连朝栖抬手摸了摸他的后背,轻声说:“走吧,回家。”
温达安在监控摄像中看见连朝栖的身影时,一时间愣住了。
画面里,连朝栖正走在通往下水道深处的安全通道上,身边还有另一个人影。那人黑发金眼,耳尖是毛茸茸的猫耳,尾巴轻轻甩着,缠在连朝栖的脚踝上,亲密得像是影子般不曾分开。
“……连朝栖?”温达安低声念了一句,紧接着立刻站起身,拉开休息区的帘布,叫醒了苏遥和梁肃。
“出事了?”梁肃睁眼就直起了上半身。
“不是——他醒了。

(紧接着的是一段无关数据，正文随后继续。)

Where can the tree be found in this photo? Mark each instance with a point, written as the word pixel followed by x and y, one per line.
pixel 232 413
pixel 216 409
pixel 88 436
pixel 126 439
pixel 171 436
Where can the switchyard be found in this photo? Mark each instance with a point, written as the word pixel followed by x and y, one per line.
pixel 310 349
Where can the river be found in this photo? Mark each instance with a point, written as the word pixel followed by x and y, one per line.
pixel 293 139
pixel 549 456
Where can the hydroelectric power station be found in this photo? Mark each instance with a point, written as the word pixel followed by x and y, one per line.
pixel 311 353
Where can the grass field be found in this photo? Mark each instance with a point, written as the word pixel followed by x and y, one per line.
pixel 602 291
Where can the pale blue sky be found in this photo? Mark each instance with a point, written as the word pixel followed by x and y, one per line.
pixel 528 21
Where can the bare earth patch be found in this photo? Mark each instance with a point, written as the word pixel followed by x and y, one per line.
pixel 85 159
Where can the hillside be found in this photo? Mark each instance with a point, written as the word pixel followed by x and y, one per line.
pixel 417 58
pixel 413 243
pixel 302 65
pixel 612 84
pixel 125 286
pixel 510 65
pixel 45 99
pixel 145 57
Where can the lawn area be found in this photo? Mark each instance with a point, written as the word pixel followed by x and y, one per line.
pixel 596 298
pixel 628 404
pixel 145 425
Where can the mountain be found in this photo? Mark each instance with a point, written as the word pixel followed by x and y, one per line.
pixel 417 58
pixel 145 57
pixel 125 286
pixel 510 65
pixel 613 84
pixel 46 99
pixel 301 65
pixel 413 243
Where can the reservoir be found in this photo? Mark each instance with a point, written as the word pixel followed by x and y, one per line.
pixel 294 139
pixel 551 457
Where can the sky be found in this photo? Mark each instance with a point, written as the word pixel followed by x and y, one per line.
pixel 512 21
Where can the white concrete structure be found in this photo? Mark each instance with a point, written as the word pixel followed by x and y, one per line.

”温达安声音沉着,“自己醒来的。”
这句话令屋里瞬间安静了一下。
苏遥揉了揉太阳穴:“你是说,他脱离梦境状态,主动意识回收?”
“对。”温达安皱着眉,“不只是他一个,还有个……人?猫?我也说不准。”
他们迅速整备出发,在安全通道处与连朝栖一行汇合。
“连朝栖?真的?”苏遥第一时间快步走过去,声音难得带了几分急切。
连朝栖正从昏暗的管道口出来,身上落了些灰,但精神头不错。他看见几人都站在那,显然有些不好意思地挠了挠脸:“……我没事啦,十五说你们搬到这里来了,我就来了。”
温达安打量他几眼,又瞥了眼他身后那个青年,眸色一深:“你能自己醒过来?我们在外面可费了不少力气。”
“嗯……可能是因为我适应得比较快?”连朝栖想了想,小声补充,“之前测试的时候不是也这样嘛……”
“那是你在外部环境受控的前提下。”苏遥轻声说,“能在副本意识强干扰下自醒……也不多见。”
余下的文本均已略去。